With a helping hand from three little scientists, Molly (6), Lily (5) and Ernie (4), the team buttered 100 slices of toast before knocking each from the kitchen table at the family dairy in Bridge of Allan. The results were conclusive: overall 69% landed butter side up, disproving the theory that's had the public scratching their heads for decades.
"There's nothing more frustrating than dropping your toast when getting ready for work or school but we wondered why it always seemed to meet a messy end,” said Carol Graham, Marketing Director at Graham’s Family Dairy. “We decided to conduct our own experiment with some little scientists who had a great time testing out the theory - and creating chaos in the kitchen as they did so.
"They disproved the belief that toast always seems to land butter side down, but our team also discovered that the more butter on each slice, the more likely it was to avoid landing awkwardly. It seems that more spreading alters the shape, creating a slight curve and changing the pattern of its fall. So those who like to spread liberally are in luck! It’s all just good fun, but surprising results nonetheless."

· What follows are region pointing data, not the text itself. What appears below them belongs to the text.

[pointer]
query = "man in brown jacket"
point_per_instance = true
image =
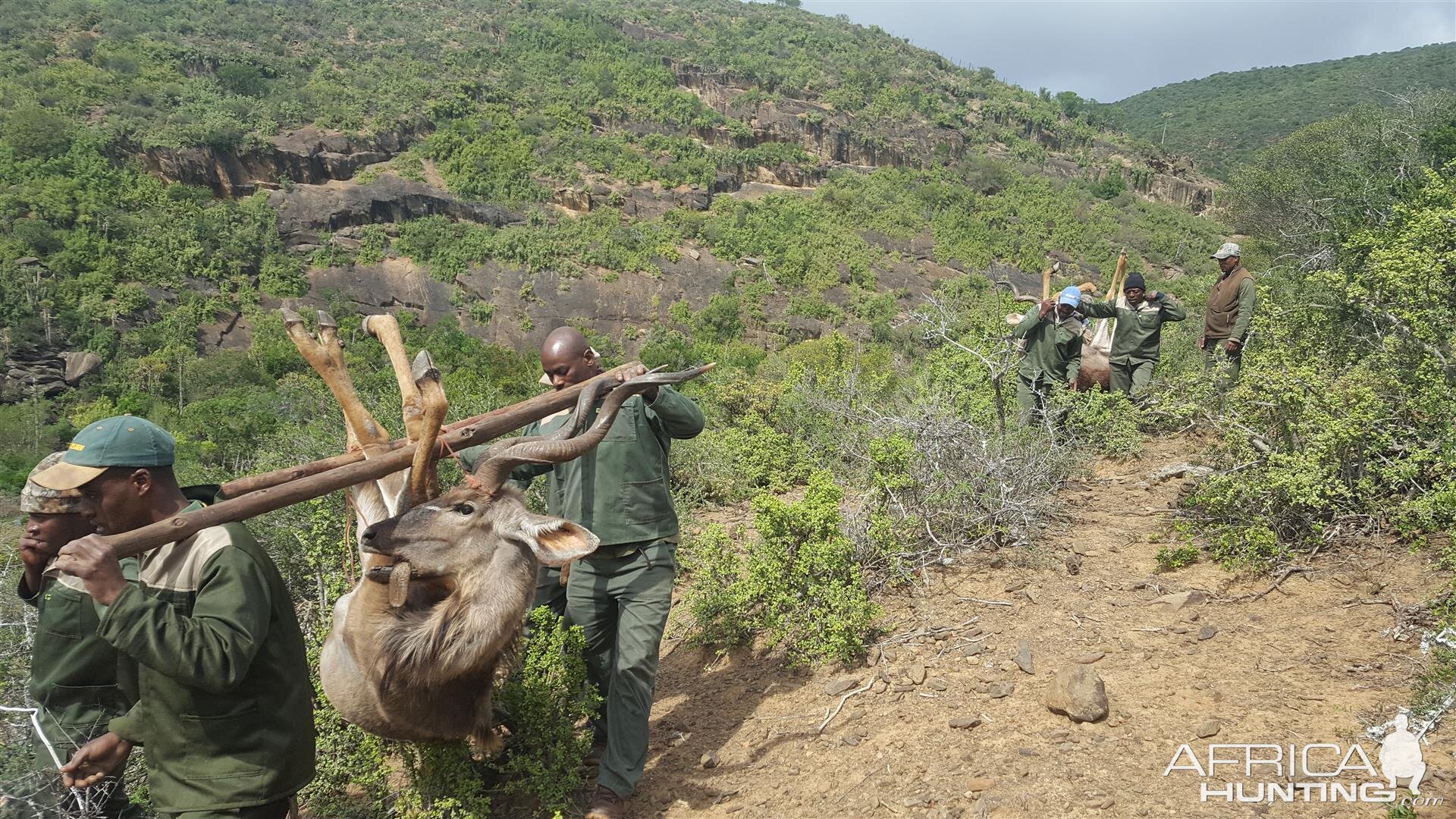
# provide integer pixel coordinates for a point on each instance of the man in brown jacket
(1231, 308)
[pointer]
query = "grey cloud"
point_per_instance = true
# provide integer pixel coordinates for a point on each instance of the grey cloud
(1110, 50)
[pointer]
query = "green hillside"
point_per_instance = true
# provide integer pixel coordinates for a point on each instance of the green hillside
(820, 209)
(1222, 121)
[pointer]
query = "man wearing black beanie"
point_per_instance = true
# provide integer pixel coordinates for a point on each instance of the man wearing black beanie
(1136, 341)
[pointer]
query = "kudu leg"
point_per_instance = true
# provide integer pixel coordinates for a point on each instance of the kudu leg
(386, 330)
(327, 359)
(424, 480)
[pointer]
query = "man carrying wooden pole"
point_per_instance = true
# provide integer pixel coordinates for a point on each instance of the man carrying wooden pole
(224, 700)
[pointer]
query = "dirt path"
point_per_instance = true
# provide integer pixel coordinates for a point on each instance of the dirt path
(1313, 662)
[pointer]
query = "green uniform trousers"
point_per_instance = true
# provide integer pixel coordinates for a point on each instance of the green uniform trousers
(622, 604)
(1216, 356)
(271, 811)
(1130, 376)
(549, 592)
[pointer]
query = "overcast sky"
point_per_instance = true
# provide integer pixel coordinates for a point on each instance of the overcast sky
(1109, 50)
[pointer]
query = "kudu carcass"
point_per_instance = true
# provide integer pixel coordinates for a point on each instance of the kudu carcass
(446, 580)
(1095, 369)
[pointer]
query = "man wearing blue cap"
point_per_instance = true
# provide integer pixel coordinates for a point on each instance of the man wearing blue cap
(224, 700)
(1139, 335)
(1053, 352)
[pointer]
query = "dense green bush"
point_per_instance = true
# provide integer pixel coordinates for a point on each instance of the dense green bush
(799, 582)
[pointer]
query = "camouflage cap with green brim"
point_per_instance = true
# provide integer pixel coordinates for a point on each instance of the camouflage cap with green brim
(123, 441)
(39, 500)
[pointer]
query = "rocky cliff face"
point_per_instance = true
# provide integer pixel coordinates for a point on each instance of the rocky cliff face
(42, 372)
(308, 210)
(306, 156)
(836, 140)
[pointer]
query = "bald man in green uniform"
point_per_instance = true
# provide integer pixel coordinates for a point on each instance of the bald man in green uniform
(1139, 335)
(622, 592)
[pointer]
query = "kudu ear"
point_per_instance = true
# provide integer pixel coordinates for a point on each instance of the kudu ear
(557, 541)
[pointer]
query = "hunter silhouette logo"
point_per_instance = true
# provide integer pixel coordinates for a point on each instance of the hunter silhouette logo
(1401, 755)
(1321, 771)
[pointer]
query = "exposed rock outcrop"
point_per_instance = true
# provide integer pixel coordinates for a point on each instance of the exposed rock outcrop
(306, 156)
(44, 373)
(308, 210)
(837, 137)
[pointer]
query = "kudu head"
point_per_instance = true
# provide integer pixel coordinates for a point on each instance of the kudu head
(484, 523)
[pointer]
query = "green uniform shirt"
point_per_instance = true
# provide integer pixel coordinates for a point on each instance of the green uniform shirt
(1139, 330)
(619, 488)
(1053, 346)
(77, 679)
(224, 700)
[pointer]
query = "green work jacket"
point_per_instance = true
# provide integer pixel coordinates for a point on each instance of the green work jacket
(618, 490)
(1053, 347)
(1139, 331)
(224, 695)
(77, 679)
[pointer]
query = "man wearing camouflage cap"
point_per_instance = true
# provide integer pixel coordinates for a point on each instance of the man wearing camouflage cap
(77, 679)
(224, 701)
(1231, 309)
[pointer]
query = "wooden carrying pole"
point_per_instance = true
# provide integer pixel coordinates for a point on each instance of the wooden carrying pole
(490, 426)
(264, 480)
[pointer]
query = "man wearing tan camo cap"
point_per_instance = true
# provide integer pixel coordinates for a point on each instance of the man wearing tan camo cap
(76, 676)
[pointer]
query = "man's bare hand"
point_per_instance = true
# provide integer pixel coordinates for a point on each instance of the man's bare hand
(92, 560)
(95, 761)
(650, 395)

Molly Scobbie, aged 6, from Glasgow said: "This experiment was exciting and it was really fun. I'd normally get into trouble if I dropped my food but during this experiment, I've been able to do it on purpose. Not just once but one hundred times."
Lily Stevenson, aged 5 from West Lothian, added: “This experiment was lots of fun, I dropped so much toast today. It would just go straight down – not do loop-a-loops. And lots landed butter side up.”
Ernie Scobbie, aged 4, from Glasgow thinks you should put lots of butter on your toast: “This is a really important experiment. Lots of pieces landed with the butter on the top, so I ate it.”